それはともかくとして、こうなれば目撃者の話を実行犯に伝えるために夫は妻を殺させた男と連絡を取り合うはずだ。だが、卯早美刑事が言うには俺の協力は今はここまで、あとは事務所にいるようにとのことである。ずいぶんと中途半端な協力のさせ方だが、今回の作戦は全て卯早美刑事の発案であり、俺はそれに大人しく従うことにする。
・・・・・
翌日、探偵事務所に卯早美刑事と猫柳刑事の二人が訪問してきた。どうやらさっそく二人が接触したとのことでその報告である。
「二人は昨日のうちにもう会ったわ」
「そうか、何時頃だ」
「昨日無言電話があったでしょう、その時よ」
確かに昨日の夕方に無言電話があった。どうやらあの電話は、二人は接触したものの探偵の俺に尾行されていないか心配になり、俺の居場所を確かめるためにかけてきたのだそうだ。昨日、卯早美刑事にあとは事務所にいて電話が来たら出ろと言われていたが、そこまでわかっていて言ったのだとしたら大したものである。

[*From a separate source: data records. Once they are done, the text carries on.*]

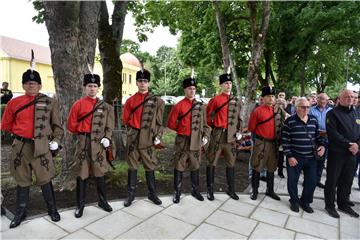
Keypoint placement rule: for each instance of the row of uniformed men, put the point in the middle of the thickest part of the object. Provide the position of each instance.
(35, 122)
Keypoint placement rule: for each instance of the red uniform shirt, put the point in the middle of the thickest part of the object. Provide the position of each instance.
(221, 117)
(183, 127)
(79, 109)
(23, 124)
(265, 130)
(133, 120)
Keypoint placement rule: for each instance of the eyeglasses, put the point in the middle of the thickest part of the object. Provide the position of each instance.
(142, 80)
(304, 107)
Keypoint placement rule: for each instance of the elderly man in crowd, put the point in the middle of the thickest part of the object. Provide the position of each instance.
(319, 111)
(301, 142)
(343, 129)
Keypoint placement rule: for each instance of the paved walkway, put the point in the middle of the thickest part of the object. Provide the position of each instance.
(223, 218)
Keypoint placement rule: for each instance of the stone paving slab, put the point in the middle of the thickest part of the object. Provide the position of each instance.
(223, 218)
(267, 231)
(207, 231)
(160, 226)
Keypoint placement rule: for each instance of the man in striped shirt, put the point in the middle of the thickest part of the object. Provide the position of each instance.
(300, 139)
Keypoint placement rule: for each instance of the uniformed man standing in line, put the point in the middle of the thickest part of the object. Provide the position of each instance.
(343, 129)
(35, 122)
(223, 115)
(92, 120)
(266, 124)
(143, 116)
(188, 119)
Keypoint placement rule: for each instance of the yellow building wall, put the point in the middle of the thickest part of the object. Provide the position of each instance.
(11, 71)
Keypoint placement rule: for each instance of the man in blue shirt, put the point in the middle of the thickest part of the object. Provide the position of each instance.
(319, 111)
(301, 141)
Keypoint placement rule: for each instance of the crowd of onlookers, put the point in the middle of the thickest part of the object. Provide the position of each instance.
(327, 131)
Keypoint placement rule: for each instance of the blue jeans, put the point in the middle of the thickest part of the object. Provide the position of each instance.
(308, 166)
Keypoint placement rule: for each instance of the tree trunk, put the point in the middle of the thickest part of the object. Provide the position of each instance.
(257, 43)
(110, 37)
(227, 60)
(72, 28)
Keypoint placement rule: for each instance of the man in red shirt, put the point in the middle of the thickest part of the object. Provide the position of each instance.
(265, 125)
(223, 115)
(188, 119)
(143, 116)
(34, 120)
(92, 120)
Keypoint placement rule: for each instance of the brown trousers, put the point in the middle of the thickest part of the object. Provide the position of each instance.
(218, 143)
(136, 156)
(264, 156)
(183, 158)
(87, 166)
(23, 163)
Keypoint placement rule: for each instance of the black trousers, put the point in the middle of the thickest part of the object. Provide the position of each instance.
(340, 172)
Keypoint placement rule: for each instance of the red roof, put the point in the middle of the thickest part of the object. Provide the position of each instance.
(22, 50)
(130, 59)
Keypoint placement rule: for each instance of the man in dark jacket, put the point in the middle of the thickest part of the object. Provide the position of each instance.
(343, 128)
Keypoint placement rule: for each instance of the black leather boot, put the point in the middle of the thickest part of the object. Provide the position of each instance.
(101, 189)
(210, 174)
(49, 197)
(80, 197)
(150, 180)
(230, 177)
(177, 185)
(270, 186)
(22, 199)
(132, 179)
(255, 179)
(195, 185)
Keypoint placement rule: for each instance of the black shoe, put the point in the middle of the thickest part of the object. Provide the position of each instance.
(49, 196)
(17, 219)
(230, 178)
(22, 199)
(332, 212)
(294, 207)
(253, 195)
(349, 203)
(105, 206)
(210, 174)
(307, 208)
(177, 185)
(150, 180)
(270, 186)
(194, 175)
(79, 211)
(80, 197)
(348, 210)
(197, 195)
(132, 179)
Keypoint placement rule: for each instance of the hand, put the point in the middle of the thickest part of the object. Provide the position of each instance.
(354, 148)
(105, 142)
(157, 141)
(53, 145)
(321, 151)
(238, 136)
(292, 162)
(205, 141)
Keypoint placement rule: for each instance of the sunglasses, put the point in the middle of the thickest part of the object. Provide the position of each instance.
(304, 107)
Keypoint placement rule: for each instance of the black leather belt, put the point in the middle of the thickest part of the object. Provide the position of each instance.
(81, 133)
(264, 139)
(25, 140)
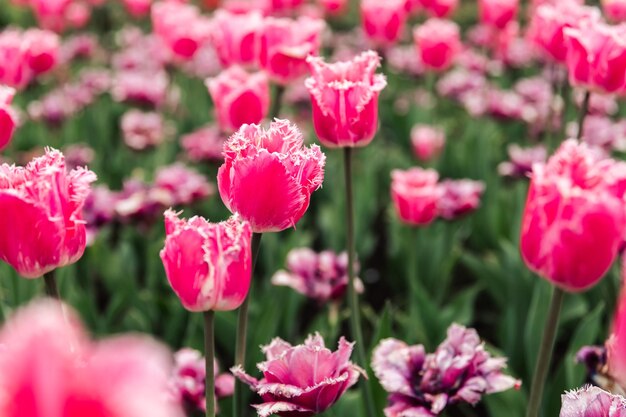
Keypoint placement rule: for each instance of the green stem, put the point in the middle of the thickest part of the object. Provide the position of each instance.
(545, 353)
(242, 330)
(279, 91)
(51, 285)
(355, 320)
(209, 355)
(583, 113)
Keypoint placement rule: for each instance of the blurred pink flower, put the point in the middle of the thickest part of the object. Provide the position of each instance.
(497, 13)
(421, 384)
(188, 380)
(142, 130)
(459, 197)
(548, 21)
(180, 185)
(590, 401)
(427, 141)
(181, 27)
(320, 276)
(596, 56)
(49, 367)
(574, 219)
(439, 8)
(8, 116)
(334, 7)
(239, 97)
(137, 8)
(268, 175)
(235, 37)
(438, 42)
(146, 87)
(208, 265)
(415, 195)
(204, 144)
(383, 22)
(345, 99)
(285, 45)
(521, 160)
(302, 380)
(615, 10)
(42, 194)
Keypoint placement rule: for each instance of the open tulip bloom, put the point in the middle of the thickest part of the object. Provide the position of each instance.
(41, 226)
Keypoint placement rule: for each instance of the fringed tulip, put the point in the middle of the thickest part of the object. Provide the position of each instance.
(415, 195)
(49, 367)
(427, 141)
(188, 380)
(591, 401)
(8, 116)
(41, 227)
(345, 99)
(235, 37)
(497, 13)
(268, 175)
(320, 276)
(596, 57)
(239, 97)
(459, 197)
(438, 43)
(547, 23)
(302, 380)
(383, 21)
(285, 45)
(420, 384)
(574, 219)
(615, 10)
(439, 8)
(207, 264)
(181, 27)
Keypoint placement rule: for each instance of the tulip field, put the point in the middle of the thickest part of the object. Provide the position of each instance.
(372, 208)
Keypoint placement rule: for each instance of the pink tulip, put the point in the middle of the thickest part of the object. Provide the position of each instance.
(268, 175)
(45, 195)
(438, 43)
(459, 197)
(137, 8)
(615, 10)
(189, 378)
(8, 116)
(548, 22)
(320, 276)
(439, 8)
(383, 21)
(285, 45)
(181, 27)
(345, 99)
(50, 368)
(497, 13)
(334, 7)
(207, 264)
(574, 219)
(415, 195)
(591, 401)
(204, 144)
(142, 130)
(427, 141)
(303, 380)
(596, 57)
(239, 97)
(235, 37)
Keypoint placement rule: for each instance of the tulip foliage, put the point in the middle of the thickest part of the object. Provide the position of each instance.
(416, 208)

「確かに無言電話があったな。それで奴らは何を話したんだ」
「一つはあなたが事件の実行犯の男を特定しかけていること、あと一つはあなたを殺す算段についてね」
まったくずいぶんとしたことを計画してくれるものだと思うが・・・一方で、である
「よくそれだけの話が聞けたな。大声でそんなこと話してるわけでもねえだろう」
「同じ空間にいる限りこのウサ耳に聞こえないものはないのにゃ。それこそ変なことは考えない方が身のためにゃ」
俺の言葉に終始不機嫌な猫柳刑事が割り込んで答える。まあ、猫は気まぐれな生き物なので気にしないでおこう。
「それで俺はどうしたらいいんだ?」
「あとは向こうの計画どおりに動けばいいわ」
そう言って俺は奴らの計画について盗み聞きした卯早美刑事から詳しく話を聞き、その計画にどう乗ってやるのか、どうつぶしてやるのかという話をしていくこととなったのである。